Ladd picked up where he left off, starring in movies such as And Now Tomorrow, Two Years Before the Mast, The Glass Key, Beyond Glory, and Whispering Smith, his first Western since becoming a star.
By 1949, he realized his dream of starring in the remake of The Great Gatsby as Jay Gatsby. It was not well received, and after that, Ladd avoided dramatic roles. Afterward, he starred in Branded, Red Mountain, Thunder in the East, and Botany Bay.
In 1951, he starred in the movie that many people consider his greatest role: Shane. When it was released in 1953, it went on to make over $8 million in its initial North American run.
Popularity In Decline
As the 1950s wore on, Ladd left Paramount (his home studio during his best years) and worked as a freelancer for Warner Bros., Universal, and Warwick. The movies he made during these years include The Iron Mistress, Saskatchewan, and The Black Knight. He traveled to Britain and Canada and spent about a year and a half out of the United States.
In 1954, Alan Ladd returned home and formed his own production company: Jaguar Productions. His first film for Jaguar was Drum Beat. This Western was directed by Delmore Daves and had some success at the box office. The Big Land in 1957 received a lukewarm reception, while The Proud Rebel got good reviews in 1958.
As the decade continued, fans were no longer clamoring for Alan Ladd. His movies began to fall out of favor, and he made some bad decisions. In 1956, he turned down the role of Jett Rink in Giant…and watched James Dean soar to superstardom in the part. Then, he turned down the lead role in The Sons of Katie Elder, which went on to be a popular movie.
Life and Legacy
Alan Ladd was a quiet, sensitive man who had many troubles. His parents both died young, and Alan struggled with alcoholism. When asked once in an interview “what would you change if you could change anything about yourself?” Alan Ladd replied: “Everything.”
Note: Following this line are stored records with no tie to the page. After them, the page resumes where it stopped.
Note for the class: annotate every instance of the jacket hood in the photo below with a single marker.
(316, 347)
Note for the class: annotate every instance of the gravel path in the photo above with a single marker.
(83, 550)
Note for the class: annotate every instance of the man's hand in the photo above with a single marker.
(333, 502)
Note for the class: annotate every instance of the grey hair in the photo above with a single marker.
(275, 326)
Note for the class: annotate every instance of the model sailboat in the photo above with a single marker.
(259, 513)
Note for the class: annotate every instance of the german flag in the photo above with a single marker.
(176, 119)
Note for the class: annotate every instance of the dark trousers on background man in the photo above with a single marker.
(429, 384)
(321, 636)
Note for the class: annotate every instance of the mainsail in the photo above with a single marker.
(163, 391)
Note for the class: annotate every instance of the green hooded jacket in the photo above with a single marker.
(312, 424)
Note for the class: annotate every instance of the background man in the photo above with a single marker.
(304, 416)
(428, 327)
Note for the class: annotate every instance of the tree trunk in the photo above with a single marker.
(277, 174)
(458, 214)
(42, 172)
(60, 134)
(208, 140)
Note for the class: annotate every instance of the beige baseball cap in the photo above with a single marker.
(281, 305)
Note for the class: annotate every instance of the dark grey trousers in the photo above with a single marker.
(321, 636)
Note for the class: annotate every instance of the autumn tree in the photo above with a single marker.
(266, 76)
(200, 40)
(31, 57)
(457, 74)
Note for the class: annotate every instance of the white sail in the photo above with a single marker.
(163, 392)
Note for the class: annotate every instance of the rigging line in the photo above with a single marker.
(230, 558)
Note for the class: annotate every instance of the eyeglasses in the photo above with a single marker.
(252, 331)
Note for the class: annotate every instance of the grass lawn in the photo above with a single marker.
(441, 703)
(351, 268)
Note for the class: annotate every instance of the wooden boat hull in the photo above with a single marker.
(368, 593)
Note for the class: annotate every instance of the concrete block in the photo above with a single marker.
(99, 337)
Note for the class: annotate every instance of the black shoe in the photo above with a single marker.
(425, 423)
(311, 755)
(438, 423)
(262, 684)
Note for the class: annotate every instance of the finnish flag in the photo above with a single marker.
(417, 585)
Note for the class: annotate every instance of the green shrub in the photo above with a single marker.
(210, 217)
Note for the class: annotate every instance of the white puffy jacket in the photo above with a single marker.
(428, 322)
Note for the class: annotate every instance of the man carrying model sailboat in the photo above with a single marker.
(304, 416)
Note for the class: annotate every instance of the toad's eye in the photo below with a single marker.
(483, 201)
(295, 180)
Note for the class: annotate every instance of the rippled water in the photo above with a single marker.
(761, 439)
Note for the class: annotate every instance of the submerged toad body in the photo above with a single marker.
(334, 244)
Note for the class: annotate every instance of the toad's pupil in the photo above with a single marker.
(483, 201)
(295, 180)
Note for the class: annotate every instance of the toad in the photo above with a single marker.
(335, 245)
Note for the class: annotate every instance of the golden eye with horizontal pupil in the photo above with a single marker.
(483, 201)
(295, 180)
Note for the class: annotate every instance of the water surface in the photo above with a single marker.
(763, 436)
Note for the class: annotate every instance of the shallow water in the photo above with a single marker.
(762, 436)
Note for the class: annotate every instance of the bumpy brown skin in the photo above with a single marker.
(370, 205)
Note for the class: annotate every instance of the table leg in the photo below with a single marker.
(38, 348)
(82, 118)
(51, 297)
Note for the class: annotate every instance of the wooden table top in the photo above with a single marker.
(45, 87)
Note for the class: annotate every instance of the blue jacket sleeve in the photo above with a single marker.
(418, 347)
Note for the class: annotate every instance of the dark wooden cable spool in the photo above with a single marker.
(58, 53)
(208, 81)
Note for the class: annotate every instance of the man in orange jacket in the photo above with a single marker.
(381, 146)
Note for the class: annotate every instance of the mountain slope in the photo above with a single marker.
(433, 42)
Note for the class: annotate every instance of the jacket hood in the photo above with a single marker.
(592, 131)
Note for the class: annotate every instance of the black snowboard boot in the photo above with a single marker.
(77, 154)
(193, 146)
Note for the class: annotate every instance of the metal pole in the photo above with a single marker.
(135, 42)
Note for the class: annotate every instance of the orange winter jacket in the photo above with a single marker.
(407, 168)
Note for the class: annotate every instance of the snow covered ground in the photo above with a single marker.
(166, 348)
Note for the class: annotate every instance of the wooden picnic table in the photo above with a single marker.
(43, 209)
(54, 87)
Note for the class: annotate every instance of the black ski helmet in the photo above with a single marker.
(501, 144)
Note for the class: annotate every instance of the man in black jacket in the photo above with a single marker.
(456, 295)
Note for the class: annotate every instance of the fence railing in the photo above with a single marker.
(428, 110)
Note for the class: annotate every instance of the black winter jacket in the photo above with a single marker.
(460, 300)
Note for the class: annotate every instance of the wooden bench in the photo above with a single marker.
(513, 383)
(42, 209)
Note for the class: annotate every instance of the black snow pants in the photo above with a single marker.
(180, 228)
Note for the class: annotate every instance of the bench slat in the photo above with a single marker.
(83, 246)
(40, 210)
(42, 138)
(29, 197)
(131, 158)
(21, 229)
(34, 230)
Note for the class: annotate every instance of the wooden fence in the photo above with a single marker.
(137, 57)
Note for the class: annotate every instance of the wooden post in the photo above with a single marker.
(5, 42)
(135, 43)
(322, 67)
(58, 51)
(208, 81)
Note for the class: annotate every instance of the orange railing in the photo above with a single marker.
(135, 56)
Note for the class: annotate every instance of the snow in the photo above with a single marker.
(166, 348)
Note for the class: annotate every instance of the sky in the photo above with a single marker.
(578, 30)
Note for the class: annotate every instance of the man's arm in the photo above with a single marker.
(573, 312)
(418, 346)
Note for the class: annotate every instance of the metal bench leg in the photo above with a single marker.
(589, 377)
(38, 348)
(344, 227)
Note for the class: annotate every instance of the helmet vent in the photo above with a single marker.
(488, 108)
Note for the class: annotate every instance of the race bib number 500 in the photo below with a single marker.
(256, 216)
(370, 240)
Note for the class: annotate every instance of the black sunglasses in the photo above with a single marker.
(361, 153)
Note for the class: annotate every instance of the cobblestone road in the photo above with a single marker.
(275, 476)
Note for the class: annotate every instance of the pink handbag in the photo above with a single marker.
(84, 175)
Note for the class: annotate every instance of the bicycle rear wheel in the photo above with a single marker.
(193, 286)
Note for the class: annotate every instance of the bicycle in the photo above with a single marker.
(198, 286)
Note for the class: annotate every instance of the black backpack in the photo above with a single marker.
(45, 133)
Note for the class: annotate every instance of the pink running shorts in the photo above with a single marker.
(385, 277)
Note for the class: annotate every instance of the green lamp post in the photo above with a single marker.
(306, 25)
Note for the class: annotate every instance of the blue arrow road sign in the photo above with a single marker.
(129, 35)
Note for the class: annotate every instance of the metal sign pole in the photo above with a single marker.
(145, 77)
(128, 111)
With his films floundering and his fans moving on to younger, taller, “better” actors, Alan Ladd struggled. He died on January 29, 1964, due to an accidental mixing of alcohol, tranquilizers, and barbiturates. He was 50 years old.
His final film, The Carpetbaggers, was released on April 9, 1964, and was a huge commercial success. It made over $40,000,000 (worldwide) against a budget of $3,000,000.00.
No matter what part Ladd played, audiences were transfixed by him. Although Alan Ladd is gone, his work lives on…and INSP fans can still watch him—and adore him!